3. «АСТРИЛЬД» И «ГЕДЕАН»

   Меншиков, отвалясь, сидел в холодочке против только что схваченного на море шведа, спрашивал через переводчика:
   – Моряк?
   Швед отмалчивался, утирал рот зеленым фуляром. Бомбардирский урядник Щепотев сказал из-за спины Александра Данилыча:
   – Да мы ж видели, как его на шлюпку, дьявола, спустили. С ним еще народишко был, те половчее его – не попались в засаду.
   Меншиков подумал, спросил погодя:
   – Ты с кораблей, которые идут к Ниеншанцу – дабы сделать сикурс? Него тебе велено крепостному коменданту указать?
   Петр издали сказал:
   – Оставь его, Данилыч!

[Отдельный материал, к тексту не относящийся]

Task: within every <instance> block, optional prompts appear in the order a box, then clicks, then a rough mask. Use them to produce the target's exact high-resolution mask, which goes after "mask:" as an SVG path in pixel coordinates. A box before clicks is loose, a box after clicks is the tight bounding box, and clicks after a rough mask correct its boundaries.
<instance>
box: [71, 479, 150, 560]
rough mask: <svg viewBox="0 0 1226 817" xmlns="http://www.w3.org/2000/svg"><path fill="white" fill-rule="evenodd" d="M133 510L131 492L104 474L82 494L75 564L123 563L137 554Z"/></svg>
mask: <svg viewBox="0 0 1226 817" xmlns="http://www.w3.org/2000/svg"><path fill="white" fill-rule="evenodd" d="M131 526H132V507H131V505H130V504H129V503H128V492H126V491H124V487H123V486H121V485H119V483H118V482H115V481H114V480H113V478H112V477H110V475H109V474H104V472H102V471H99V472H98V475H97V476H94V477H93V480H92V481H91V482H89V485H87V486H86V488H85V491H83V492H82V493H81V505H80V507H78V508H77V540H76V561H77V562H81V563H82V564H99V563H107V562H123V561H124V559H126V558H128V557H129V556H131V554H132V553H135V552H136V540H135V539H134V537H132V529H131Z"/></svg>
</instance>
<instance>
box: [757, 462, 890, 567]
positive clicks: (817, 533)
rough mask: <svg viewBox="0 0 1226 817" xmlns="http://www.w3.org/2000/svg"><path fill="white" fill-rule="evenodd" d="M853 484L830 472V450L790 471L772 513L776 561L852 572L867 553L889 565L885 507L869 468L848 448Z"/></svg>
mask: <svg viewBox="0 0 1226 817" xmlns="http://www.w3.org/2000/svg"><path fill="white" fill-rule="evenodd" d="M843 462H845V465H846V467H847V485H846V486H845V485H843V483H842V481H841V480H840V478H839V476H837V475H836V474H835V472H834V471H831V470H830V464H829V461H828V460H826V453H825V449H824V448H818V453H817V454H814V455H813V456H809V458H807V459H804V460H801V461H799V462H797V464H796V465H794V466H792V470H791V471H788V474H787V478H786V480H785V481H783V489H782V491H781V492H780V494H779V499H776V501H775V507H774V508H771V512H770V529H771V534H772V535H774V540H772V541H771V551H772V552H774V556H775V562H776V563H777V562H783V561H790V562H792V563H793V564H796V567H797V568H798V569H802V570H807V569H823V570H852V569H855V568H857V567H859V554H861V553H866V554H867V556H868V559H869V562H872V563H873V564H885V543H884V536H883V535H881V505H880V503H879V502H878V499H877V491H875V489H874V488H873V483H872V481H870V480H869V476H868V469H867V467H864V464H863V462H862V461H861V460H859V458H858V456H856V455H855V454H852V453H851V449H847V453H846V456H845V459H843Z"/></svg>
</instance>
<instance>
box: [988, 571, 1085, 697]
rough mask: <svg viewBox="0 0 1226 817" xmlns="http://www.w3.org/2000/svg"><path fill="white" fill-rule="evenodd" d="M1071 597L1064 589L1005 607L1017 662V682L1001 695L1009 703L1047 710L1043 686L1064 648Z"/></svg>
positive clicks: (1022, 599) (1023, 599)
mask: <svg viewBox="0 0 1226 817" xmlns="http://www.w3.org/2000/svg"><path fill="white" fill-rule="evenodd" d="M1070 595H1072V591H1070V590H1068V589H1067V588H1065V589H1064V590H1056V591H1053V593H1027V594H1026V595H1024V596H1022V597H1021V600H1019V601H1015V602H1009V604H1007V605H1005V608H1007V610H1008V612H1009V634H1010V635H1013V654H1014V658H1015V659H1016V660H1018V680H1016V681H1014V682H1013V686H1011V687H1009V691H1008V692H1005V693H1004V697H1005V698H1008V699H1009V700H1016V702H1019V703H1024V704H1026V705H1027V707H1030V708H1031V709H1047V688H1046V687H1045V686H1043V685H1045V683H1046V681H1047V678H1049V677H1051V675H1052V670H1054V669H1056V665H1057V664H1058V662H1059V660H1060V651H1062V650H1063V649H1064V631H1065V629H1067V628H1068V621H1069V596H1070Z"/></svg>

У него присяга. Сами додумаемся...
   Но швед вдруг спросил, сколько ему заплатят, если он все скажет по правде. Рябов дернул Иевлева за рукав, остерег:
   – Ты скажи, Сильвестр Петрович, Меншикову: обманет швед. Я тоже так торговался.
   Но швед не обманул, сказав, что на два условных выстрела с эскадры Нуммерса крепость должна отвечать тоже двумя выстрелами. Так и сделали. Охотники с взморья оповестили, что шведские корабли, услышав ответ на свой сигнал, спокойно встали на якоря. Александр Данилыч отсчитал шведу деньги, но меньше, чем договорились. Швед обиделся, Александр Данилыч крикнул:
   – Еще лаешься, пес! Тридцать червонных тебе дал, более, чем Иуде, у того – серебро, у тебя – золото!
   С Гутуевского острова опять прибыл гонец, из расторопных щепотевских ребят, рассказал, что два вражеских судна подошли к самому устью Большой Невы и дожидаются утра, дабы идти к реке Охте. Петр собрал совет. Сильвестр Петрович заговорил первым:
   – Наши фрегаты для сего дела жаль, государь. Неровен час, потеряем, – они первые наши военные корабли здесь. Пока еще других дождемся. Идти надобно лодками...
   Меншиков рассердился:
   – Вздор несешь, Сильвестр! Как со шведами свалишься абордажем? Пока с лодок полезем – всех перебьют...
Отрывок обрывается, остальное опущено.